Due to all these policies, Chavez earned the implacable hatred and hostility of Washington. In April 2002, the CIA backed a military coup to overthrow him. A group of right-wing leaders and generals arrested and imprisoned him and took over power, in a move widely welcomed by the US and some European governments and media. However, he was saved and restored to power two days later by the rapid action of loyal military officers and soldiers and a huge popular uprising.
Even after the failure of the coup, the right-wing sectors, which dominated some private media outlets, especially channels such as Venevision, Univision and Globovision, continued their permanent campaign against Chavez and his government. All kind of dirty games, including a politicized general strike, were put in place in order to overthrow him. However, all these plans failed due to the high political awareness of the Venezuelan people.

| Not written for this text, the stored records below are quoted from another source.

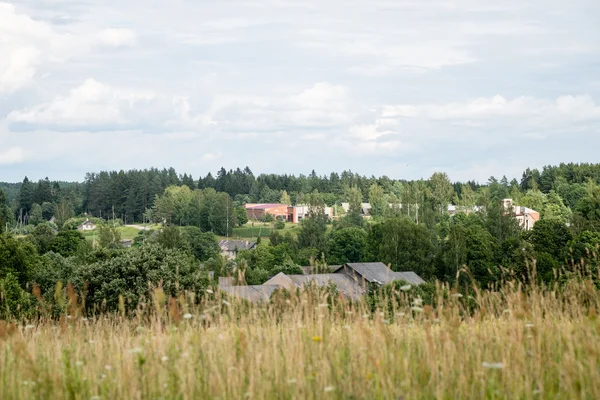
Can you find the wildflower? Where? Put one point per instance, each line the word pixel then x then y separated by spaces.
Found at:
pixel 492 365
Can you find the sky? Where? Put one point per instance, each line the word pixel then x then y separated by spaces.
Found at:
pixel 402 88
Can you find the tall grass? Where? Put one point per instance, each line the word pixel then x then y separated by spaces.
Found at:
pixel 515 342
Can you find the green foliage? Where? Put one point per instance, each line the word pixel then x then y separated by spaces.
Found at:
pixel 43 237
pixel 18 258
pixel 129 272
pixel 14 301
pixel 67 243
pixel 203 245
pixel 35 215
pixel 108 236
pixel 402 244
pixel 241 215
pixel 347 245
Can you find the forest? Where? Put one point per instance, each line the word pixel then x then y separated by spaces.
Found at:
pixel 409 229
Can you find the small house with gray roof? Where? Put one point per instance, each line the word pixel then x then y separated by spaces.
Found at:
pixel 352 280
pixel 229 247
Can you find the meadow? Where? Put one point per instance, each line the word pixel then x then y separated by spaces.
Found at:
pixel 513 342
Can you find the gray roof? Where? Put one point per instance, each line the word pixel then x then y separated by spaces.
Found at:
pixel 231 245
pixel 376 272
pixel 309 269
pixel 344 283
pixel 225 281
pixel 409 277
pixel 253 293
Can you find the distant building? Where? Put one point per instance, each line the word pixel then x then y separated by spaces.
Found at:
pixel 229 248
pixel 87 225
pixel 350 279
pixel 526 216
pixel 298 213
pixel 256 212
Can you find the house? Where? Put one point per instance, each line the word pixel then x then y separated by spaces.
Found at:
pixel 87 225
pixel 256 212
pixel 297 213
pixel 229 248
pixel 526 216
pixel 352 280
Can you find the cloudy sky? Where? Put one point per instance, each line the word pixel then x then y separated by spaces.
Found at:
pixel 396 87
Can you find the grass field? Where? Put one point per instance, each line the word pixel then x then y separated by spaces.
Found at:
pixel 508 344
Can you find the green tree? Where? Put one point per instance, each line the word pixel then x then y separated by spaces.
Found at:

For its part, Washington used its agencies, including the CIA, to fund the political opposition and the oligarchy. According to the site venezuelanalysis.com, Capriles and the Venezuelan opposition received 20 million dollars from US organizations, such as USAID and the National Endowment for Democracy.
Media campaign was also as a weapon of preference against the Venezuelan government. Despite Chavez’s repeated electoral victories, successive US administrations and corporate media presented his rule as illegitimate and dictatorial. The US Embassy in Caracas became a hub of anti-Chavez activities, as it shows the recent expulsion of the US Air Force attaché, Col. David Delmonaco, and his deputy, who allegedly tried to recruit Venezuelan army officers for “destabilizing projects.”
In this context, the statement by US President, Barack Obama, which claims that Washington wants to normalize its relations with Caracas, is hypocritically insincere. Actually, the US is just attempting to look for new mechanisms to recover its control over Venezuela and change its economic, social and foreign policy.
The death of President Chavez will force the country to conduct another presidential election within 30 days. The candidate and new leader of the Bolivarian movement, Vice-President Nicolas Maduro, will be the candidate who will confront Henrique Capriles, the right-wing governor of Miranda state, who was comfortably defeated by Chavez in a presidential election held last October.
Although Washington and its Venezuelan allies hope that the death of Chavez may help them put an end to the Bolivarian revolution in Venezuela and Latin America, there are many reasons to think otherwise. The people of Venezuela are aware of the achievements and progress that it has obtained at this late stage and is not willing to renounce them. On the other hand, the early, and still not clarified death of Chavez, will reinforce his figure, turning it into a symbol of a policy for the oppressed, for the independence and integration of Latin America and for a world free from imperialism.
“Oligarchies are surely celebrating when the peoples that fight for their freedom and dignity and work for equality are suffering. But it does not matter, the only thing that matters is that we are united, we fight for liberation. A lot of strength, a lot of unity. The best tribute to Chavez is unity. Unity to fight, to work for the equality of all peoples of the world,” Morales said.